ここに一歩を踏み出すのは、結構勇気が要る。

  ベンタイン市場周辺のナイトマーケットを通る。観光客向けのマーケットということもあって、少し安心感がある。ただ、この段階では、ついている値段が適切なものなのかは全くわからない。これは、とにかく慣れるしかないのだ。ちなみに、ドンを円に換算するのは、ゼロを3つ取ってから4を掛けるとか、250で割るとか、色々な方法が言われている。しかし、個人的には、10万ドンが400円というのを覚えておけば、後はそこから考えれば大体の価格がわかるのではないかと思う。

  歓楽街として有名なドンコイ通りを通り、サイゴン川へ出る。川にはちょうど出港前のディナークルーズ船が並んでおり、綺麗に輝いている。また、川沿いの公園は地元の人たちにとっても憩いの場となっているようで、カップルや家族連れなどが思い思いにリラックスしていた。

  そういえば、気温のことを書いていなかった。予想通り、ホーチミンはめちゃくちゃ暑い。乾季のため湿気はそれほどでもないが、気温は軽く30度を超えているので、少し歩いただけでTシャツが汗でびしょびしょになる。今回は1日1着のTシャツを用意していったが、快適に過ごしたいなら、倍の数の服が必要だと思う。

  ホテルへ戻る途中、路上でマッサージのチラシを受け取る。するとその女性が後をついてきて、90分20万ドン(約800円)でマッサージをしてくれるという。これは魅力的な提案だ。お店の場所はどこなのかと聞くと、「あなたのホテルの部屋よ」とのこと。通常の感覚であれば、この時点で怪しいマッサージだと思うだろう。ちなみに、ベトナムでは売買春は違法で、しかも結構厳格に処罰される。そのため、ホテルでも売春婦の連れ込みは断られるし、そもそも法律で結婚していない男女が夜10時以降に2人きりで部屋にいること自体が禁止されているらしい。しかし、私はそこから逆に考えた。「まだ10時前だし、ホテルが入室を認めるということは、本当に普通のマッサージなのだろう」と。これは後から振り返れば愚かな考えなのだが、その当時は非常に論理的な結論に思えた。

  というわけで、彼女を連れてホテルに戻る。言われるがままにシャワーを浴び、ベッドに横になると、最初こそ普通のマッサージをしてくれたものの、5分も経たないうちに手が股間に伸びてくる。いやいや、こっちはそういうつもりじゃないし、いつ公安(警察)が踏み込んで来るかもわからないし、そもそもそういうつもりなら彼女を選んではいない(笑)。そういう類のことを(最後のフレーズは除いて)言って断ると彼女は怒り、「私はそういうマッサージしかしない!」と開き直る。しかも、「しなくてもお金はもらうよ」とのこと。仕方がないので20万ドンを払おうとすると、それは通常のマッサージ料金で、私のはスペシャルマッサージだから1万円だと言う。それは納得がいかないので口論になったが、自分のホテルの部屋なのであまり大事にはしたくないし、いつどんな怖い人が入ってくるかもしれないと思うと怖かったので、結局折れて言われるがままにお金を払ってしまった。なかなか痛い勉強代である。「どうせ払うんだったらやっとけば良かったのに」と思うだろうか。いや、やっぱり公安や病気的なことも怖いし、本当に見た目的にそういう気になるような相手じゃなかったんですよ。一応言っておくと、「経済格差を利用して買春するなんていけない!」という正義感や道徳心があるわけではありません。
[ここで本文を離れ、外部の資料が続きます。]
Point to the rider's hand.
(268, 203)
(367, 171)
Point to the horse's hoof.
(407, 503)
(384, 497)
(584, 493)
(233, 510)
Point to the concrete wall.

  気を取り直して、ホテルの近くの路上屋台で夕食。周囲からは、意味のわからない言葉(ベトナム語)しか聞こえない。出て来た料理はあっさりスープのラーメン的なもので、おばちゃんが名前を教えてくれたが、お互い英語が不自由なので、結局聞き取れなかった。ただ、味はすこぶる美味しい。美味しいスープに麺と野菜が入っている、という感じだ。値段もめちゃくちゃ安いし、やっぱり屋台は素晴らしい。

  コンビニで現地のジュースとアイスを購入し、ホテルへ戻る。ジュースは日本のものそんなに違いはなかったが、アイスはかなり独特な味がした。おそらく、日本でいうところのぶどう味なのだろうが、ねっとり感が強く、味はかなり薄かった。

 

 

 

 

 

 

  それにしても、初日から予想をはるかに超えて色々なことがあった。ベトナムは、とにかくカオスな国である。